Ingenieurwissenschaft

Als Ingenieurwissenschaften (auch Ingenieurwesen) werden diejenigen Wissenschaften bezeichnet, die sich in ihrem Bereich mit der Forschung und der technischen Entwicklung oder auch Konstruktion sowie der Produktionstechnik beschäftigen und dabei naturwissenschaftliche Erkenntnisse meist anwendungsorientiert erforschen und praktisch anwenden. Die klassischen Ingenieurwissenschaften sind das Bauingenieurwesen (einschl. Vermessungswesen), der Maschinenbau und die Elektrotechnik. Historisch bedeutsam sind außerdem der Bergbau, das Hüttenwesen (Metallurgie) und das Markscheidewesen. Die Architektur vereint Elemente der Ingenieurwissenschaften mit jenen der bildenden Kunst. Hinzugezählt werden auch die jüngeren Studiengänge Sicherheitstechnik, Haus- und Gebäudetechnik, das Chemieingenieurwesen, die Verfahrenstechnik, sowie die Feinwerktechnik. Es existieren in unterschiedlichen Bereichen Überschneidungen zwischen diesen Disziplinen, so dass die Übergänge fließend sind. Besonders deutlich wird dies bei der Physikalischen Technik.

Das Wirtschaftsingenieurwesen kombiniert Wirtschaftswissenschaften (Betriebswirtschaftslehre und Volkswirtschaftslehre), Rechtswissenschaften und eine oder mehrere Ingenieurwissenschaften in einem eigenen, interdisziplinären, wissenschaftlichen Studium. Ähnliches gilt für den Studiengang des Patentingenieurwesens.

Strittig ist, ob bzw. inwieweit die Informatik bzw. der Teilbereich des Software Engineering bereits eine Ingenieurwissenschaft ist.

Inhaltsverzeichnis

Selbstverständnis

Die Ingenieurwissenschaften sind angewandte Wissenschaften. Forschung wird meist in Bezug zu praktisch einsetzbaren Technologien, Verfahren, Methoden, Anwendungen oder Geräten betrieben. Es wird auch Grundlagenforschung betrieben, aber der quantitativ größte Arbeitsbereich liegt in der praktischen Umsetzung naturwissenschaftlicher Erkenntnisse bei der Realisierung technischer Produkte oder Verfahren.

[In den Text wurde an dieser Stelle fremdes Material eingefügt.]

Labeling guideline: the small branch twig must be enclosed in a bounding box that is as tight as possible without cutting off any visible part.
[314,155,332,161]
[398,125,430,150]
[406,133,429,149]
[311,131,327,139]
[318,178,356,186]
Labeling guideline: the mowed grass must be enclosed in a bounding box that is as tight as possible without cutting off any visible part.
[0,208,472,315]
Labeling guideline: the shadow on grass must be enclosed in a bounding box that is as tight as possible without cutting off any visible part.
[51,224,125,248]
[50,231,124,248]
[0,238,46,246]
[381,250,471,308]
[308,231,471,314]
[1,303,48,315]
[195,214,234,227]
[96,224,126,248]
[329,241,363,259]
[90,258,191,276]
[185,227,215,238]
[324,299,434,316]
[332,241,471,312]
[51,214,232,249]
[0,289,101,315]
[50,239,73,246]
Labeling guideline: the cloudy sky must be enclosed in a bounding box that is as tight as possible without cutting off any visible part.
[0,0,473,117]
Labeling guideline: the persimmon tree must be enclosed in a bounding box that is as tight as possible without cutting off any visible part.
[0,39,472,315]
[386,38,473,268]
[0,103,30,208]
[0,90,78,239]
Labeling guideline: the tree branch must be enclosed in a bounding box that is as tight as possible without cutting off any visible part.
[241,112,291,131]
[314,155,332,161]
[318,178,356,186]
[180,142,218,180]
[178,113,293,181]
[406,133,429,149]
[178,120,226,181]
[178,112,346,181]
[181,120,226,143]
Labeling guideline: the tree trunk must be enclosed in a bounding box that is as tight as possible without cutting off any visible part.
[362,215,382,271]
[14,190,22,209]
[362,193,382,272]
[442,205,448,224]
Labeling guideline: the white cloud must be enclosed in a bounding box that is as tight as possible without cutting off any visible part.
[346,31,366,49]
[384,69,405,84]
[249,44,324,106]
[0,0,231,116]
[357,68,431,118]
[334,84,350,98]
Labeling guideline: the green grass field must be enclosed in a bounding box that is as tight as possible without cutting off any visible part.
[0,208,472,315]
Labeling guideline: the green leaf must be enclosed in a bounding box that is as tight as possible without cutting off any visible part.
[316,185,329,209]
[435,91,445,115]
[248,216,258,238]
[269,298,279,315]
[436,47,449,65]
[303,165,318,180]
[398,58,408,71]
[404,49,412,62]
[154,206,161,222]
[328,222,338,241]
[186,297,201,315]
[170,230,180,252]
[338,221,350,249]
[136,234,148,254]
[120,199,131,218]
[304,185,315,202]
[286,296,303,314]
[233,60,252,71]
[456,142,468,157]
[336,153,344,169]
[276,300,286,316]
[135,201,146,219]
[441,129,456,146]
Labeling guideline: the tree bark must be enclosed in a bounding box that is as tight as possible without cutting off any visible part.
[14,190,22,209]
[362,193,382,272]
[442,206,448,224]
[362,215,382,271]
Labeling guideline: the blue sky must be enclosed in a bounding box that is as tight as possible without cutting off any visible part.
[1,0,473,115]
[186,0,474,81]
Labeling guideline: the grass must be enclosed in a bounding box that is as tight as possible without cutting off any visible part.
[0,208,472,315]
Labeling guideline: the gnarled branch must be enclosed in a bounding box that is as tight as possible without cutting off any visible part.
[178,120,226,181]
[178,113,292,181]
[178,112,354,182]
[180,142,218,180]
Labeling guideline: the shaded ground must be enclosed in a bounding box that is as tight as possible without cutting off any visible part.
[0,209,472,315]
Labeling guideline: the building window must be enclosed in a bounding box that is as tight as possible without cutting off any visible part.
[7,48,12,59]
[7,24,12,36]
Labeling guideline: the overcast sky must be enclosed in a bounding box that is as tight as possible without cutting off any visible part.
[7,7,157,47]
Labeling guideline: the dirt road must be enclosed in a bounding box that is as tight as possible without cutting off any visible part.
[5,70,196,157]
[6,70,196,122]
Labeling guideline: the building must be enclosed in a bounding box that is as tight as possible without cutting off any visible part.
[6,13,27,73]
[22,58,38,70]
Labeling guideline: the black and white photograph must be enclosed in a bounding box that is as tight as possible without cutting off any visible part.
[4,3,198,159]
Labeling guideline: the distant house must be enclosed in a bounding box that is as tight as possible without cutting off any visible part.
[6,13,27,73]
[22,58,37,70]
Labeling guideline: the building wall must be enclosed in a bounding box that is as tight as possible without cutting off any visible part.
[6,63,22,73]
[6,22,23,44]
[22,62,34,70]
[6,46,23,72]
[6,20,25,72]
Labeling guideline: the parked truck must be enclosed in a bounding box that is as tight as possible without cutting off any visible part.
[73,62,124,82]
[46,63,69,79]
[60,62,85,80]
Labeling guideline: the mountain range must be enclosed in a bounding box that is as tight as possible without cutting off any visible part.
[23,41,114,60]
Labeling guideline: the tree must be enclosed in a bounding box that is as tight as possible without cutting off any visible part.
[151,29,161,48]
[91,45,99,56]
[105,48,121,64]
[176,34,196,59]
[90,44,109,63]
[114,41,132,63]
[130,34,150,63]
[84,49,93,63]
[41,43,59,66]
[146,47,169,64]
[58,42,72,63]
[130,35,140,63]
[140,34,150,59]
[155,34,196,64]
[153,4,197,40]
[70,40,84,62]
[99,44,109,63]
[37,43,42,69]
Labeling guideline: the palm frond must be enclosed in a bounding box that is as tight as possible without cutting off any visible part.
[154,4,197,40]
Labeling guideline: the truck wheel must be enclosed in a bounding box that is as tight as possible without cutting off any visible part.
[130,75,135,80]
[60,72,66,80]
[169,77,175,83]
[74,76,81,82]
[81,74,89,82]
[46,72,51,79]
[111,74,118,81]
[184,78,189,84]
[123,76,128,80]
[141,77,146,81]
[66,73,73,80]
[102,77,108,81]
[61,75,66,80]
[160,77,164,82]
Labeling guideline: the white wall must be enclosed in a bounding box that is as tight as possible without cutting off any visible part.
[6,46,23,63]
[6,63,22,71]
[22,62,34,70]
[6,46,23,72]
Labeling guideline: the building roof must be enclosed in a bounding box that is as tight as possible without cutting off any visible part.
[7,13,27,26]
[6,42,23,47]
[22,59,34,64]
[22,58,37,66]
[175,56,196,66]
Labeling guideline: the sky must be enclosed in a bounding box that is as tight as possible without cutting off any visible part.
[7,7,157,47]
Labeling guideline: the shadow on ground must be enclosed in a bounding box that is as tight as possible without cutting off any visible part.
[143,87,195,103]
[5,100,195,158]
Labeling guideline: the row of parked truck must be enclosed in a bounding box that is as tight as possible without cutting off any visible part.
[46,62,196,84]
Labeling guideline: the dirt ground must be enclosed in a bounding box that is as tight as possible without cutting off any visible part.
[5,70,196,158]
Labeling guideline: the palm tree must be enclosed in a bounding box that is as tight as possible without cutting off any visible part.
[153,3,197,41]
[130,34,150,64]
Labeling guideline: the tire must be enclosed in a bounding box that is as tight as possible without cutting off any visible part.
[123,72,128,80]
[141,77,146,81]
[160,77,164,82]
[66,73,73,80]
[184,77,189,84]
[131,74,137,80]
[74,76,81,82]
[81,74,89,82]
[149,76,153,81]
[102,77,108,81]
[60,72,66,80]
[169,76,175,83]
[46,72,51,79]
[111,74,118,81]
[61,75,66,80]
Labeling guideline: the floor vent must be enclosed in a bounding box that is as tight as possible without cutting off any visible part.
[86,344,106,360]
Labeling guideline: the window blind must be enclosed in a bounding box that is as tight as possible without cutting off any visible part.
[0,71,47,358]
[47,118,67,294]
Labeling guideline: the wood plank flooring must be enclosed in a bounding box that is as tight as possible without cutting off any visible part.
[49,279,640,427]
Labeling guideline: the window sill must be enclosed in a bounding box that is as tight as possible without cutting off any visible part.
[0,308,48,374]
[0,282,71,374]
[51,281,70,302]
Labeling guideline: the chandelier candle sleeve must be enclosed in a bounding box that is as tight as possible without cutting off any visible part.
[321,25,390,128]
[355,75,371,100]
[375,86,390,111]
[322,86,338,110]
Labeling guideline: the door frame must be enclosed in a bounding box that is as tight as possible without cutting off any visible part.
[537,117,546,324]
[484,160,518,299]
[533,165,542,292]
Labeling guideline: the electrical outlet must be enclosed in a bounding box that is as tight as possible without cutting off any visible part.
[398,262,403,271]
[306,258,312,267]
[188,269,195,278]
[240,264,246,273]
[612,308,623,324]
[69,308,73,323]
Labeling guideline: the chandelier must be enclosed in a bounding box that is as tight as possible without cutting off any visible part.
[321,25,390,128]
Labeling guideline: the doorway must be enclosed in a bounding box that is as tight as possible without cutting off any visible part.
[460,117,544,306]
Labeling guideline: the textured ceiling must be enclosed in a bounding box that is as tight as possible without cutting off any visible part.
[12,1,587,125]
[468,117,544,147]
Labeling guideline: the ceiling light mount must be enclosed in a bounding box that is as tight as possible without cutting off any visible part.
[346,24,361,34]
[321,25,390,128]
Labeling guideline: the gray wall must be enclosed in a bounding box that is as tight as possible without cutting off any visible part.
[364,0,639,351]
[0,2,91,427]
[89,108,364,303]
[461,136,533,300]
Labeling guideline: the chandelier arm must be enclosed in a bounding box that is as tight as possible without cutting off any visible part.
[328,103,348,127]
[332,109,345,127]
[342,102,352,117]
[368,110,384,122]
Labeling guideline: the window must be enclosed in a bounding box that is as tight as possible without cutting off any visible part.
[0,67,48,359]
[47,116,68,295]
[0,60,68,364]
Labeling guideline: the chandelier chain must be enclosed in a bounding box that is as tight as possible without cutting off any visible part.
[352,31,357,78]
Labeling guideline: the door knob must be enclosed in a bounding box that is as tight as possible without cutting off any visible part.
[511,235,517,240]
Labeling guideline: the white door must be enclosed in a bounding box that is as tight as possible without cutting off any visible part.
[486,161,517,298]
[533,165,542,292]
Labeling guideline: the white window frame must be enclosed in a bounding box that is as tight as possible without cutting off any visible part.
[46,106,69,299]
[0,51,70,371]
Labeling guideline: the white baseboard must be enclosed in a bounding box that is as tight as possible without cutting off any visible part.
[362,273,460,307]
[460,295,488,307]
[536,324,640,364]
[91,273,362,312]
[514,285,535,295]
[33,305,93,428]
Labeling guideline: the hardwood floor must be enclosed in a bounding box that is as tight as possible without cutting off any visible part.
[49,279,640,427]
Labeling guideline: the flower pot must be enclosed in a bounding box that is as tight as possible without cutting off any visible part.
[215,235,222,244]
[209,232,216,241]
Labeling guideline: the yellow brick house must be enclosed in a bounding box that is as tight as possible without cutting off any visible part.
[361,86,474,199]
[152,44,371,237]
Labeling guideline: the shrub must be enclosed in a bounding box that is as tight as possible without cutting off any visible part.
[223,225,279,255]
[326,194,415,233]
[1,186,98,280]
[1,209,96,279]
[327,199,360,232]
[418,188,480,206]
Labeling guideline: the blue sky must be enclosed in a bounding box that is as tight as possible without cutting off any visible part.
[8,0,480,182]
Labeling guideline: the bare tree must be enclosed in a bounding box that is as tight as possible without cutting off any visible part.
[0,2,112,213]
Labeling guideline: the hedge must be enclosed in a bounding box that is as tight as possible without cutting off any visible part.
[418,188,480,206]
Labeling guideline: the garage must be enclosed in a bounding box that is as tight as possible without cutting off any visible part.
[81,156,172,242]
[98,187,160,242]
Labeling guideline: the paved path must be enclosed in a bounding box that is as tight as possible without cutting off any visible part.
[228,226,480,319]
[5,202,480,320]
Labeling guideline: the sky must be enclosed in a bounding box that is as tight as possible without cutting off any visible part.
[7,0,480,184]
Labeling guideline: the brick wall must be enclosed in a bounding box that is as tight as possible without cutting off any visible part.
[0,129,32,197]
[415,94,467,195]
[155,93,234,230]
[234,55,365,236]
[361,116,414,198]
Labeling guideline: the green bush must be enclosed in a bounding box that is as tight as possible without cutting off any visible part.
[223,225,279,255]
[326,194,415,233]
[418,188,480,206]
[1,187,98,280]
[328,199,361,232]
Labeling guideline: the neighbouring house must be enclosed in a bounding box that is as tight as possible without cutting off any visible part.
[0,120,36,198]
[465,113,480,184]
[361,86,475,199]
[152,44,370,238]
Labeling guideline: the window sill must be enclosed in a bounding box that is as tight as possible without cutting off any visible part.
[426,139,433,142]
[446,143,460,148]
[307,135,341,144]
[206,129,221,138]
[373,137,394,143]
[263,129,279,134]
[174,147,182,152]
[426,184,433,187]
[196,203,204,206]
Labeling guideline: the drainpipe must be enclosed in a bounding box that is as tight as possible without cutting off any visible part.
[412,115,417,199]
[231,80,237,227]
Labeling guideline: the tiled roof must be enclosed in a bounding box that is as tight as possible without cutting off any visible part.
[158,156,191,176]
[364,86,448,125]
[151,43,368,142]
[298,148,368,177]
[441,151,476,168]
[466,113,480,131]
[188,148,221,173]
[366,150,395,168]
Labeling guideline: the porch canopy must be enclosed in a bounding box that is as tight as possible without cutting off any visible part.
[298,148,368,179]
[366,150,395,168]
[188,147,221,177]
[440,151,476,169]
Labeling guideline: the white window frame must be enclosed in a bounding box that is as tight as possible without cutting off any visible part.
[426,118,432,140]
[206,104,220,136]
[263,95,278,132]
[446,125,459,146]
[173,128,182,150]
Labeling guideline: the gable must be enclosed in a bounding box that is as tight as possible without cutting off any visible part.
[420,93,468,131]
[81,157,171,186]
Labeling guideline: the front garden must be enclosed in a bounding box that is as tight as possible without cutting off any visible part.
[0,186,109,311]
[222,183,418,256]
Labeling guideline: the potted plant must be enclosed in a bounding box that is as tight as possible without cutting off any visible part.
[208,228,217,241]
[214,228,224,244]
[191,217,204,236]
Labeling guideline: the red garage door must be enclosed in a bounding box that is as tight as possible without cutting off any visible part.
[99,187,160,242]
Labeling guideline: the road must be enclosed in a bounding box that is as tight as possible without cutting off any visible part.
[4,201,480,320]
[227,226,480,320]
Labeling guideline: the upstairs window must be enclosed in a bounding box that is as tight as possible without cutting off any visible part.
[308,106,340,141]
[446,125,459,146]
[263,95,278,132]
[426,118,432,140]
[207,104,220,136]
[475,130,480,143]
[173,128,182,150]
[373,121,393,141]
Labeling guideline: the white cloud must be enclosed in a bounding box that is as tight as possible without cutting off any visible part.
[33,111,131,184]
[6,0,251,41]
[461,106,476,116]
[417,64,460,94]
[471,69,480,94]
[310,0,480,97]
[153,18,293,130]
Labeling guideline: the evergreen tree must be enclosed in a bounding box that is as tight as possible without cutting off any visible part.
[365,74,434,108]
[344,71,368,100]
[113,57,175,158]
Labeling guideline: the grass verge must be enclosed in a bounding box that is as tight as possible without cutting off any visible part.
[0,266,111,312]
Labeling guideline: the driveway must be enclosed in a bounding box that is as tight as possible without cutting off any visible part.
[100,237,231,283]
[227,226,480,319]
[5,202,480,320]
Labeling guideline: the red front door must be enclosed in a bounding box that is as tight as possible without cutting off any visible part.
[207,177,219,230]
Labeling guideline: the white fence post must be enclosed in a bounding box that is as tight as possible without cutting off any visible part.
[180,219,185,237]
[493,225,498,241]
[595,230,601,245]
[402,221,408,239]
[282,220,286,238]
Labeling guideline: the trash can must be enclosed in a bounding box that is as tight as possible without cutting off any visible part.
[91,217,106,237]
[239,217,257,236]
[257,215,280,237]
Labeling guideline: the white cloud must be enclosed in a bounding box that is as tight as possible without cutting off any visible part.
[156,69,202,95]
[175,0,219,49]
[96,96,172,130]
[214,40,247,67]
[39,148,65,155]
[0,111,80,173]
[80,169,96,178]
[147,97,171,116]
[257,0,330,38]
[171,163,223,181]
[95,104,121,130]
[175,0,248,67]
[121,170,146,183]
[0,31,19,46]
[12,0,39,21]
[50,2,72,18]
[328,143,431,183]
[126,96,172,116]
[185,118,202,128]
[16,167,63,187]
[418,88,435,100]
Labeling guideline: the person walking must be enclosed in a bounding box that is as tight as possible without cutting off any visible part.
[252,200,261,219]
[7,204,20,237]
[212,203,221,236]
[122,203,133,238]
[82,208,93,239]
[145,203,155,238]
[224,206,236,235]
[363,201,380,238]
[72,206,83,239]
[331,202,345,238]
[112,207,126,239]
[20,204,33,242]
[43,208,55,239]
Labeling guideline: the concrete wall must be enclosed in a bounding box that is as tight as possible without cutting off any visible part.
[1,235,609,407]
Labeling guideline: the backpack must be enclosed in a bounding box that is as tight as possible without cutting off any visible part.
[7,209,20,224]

Bei der Realisierung der reinen Theorie müssen die Ingenieurwissenschaften trotz der wissenschaftlichen Bemühungen notwendigerweise Kompromisse eingehen. Im Universum gibt es abgesehen von digitaler Information keinerlei Möglichkeit der exakten Berechnung. Daher versuchen die Ingenieurwissenschaften, praktikable Verfahren zu finden, um die technischen Vorgänge sicher zu beherrschen. In der Regel geschieht dies dadurch, dass reale und daher mathematisch zu komplexe Aufgaben durch Annahmen vereinfacht werden, wobei durch Fehlerrechnung unter Berücksichtigung der Fehlerfortpflanzung und eventuellen Fehlerkorrekturverfahren die Fehlergrenze mit genügend geringer Irrtumswahrscheinlichkeit sichergestellt wird. Zudem bemüht man sich, durch zusätzliche Sicherheitsfaktoren bei den Berechnungen Unwägbarkeiten vorzubeugen. Die Einkalkulierung von Fehlern begründete oft die Meinung, Ingenieurwissenschaften wären keine exakte Wissenschaft. Die theoretischen Modelle sind jedoch exakt; es fehlt nur eine ideal passende Realität.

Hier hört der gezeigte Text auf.